I mean the evangelical counsels of poverty, chastity, and obedience. For religious, these are the material for our vows, but living the spirit of these counsels is incumbent on anyone seeking gospel holiness—and this you will find not only in Church documents, but also woven throughout St. Josemaría's spirituality. Lay life requires that one have material means and independence, and normally also includes marriage and children. And that is good. But to hold yourself up to the gospel standard of poverty, chastity, and obedience, with all of the detachment that implies, makes you a very intentional and effective disciple. It keeps us mindful of our need to keep a loose grip on the goods of this world, even if we are immersed in them daily.
What is the most important lesson you hope your readers will learn from the life and teaching of Saint Josemaria?
Mainly two things: the fire to follow Christ to perfection, and the reassurance that He understands all of our weaknesses when we fail to live up to the high bar of gospel perfection. As I’ve mentioned, I find in Saint Josemaría an incredibly encouraging father. Sometimes we might be tempted to think that the gospel is, practically, an impossible ideal.

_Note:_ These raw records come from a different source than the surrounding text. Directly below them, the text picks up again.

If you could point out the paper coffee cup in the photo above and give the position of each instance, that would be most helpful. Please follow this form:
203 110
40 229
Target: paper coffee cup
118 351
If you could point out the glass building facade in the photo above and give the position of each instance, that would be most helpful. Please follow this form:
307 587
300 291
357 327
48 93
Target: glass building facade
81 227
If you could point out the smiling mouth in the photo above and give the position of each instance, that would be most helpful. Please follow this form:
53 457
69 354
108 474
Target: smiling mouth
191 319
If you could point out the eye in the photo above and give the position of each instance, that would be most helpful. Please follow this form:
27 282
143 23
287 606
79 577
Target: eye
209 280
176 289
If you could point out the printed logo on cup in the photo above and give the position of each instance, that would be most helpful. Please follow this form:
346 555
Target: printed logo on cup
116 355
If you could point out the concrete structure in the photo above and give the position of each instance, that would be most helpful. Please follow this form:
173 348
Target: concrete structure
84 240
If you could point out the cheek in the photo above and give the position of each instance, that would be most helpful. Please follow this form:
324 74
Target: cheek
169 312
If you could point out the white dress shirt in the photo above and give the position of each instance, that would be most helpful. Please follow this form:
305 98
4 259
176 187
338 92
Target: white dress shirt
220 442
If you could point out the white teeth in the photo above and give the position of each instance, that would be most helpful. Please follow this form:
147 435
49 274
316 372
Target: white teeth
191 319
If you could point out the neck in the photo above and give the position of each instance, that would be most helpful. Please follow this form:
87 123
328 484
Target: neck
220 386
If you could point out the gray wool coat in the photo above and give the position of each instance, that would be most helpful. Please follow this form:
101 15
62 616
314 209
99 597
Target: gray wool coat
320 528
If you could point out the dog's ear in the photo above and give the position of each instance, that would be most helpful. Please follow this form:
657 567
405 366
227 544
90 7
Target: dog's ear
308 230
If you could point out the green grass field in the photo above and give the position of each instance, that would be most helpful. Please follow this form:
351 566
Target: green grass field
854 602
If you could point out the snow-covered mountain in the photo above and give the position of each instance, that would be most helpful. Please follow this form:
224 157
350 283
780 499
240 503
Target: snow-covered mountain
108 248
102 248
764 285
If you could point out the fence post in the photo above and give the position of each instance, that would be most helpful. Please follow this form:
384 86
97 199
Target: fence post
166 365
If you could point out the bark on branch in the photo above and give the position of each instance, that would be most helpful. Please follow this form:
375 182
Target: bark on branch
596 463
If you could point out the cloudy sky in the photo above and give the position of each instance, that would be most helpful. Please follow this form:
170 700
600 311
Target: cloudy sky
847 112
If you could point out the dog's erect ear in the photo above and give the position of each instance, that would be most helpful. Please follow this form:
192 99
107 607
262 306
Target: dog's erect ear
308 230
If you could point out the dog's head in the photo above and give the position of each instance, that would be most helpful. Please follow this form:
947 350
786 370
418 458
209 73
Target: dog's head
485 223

But the saint’s encouragement (often based on his own experience) leaves us not only no room for excuse, but also the enthusiasm to apply ourselves wholeheartedly to a generous program of holy living—the highest bar possible: “You have forgotten the Lord’s admonition to the Apostle: ‘My grace is enough for you!’ which is confirmation that, if you want to, you can” (Furrow, no. 166). Fathers encourage their children to do great things, and this encouragement brings with it the assurance that those great things can be done.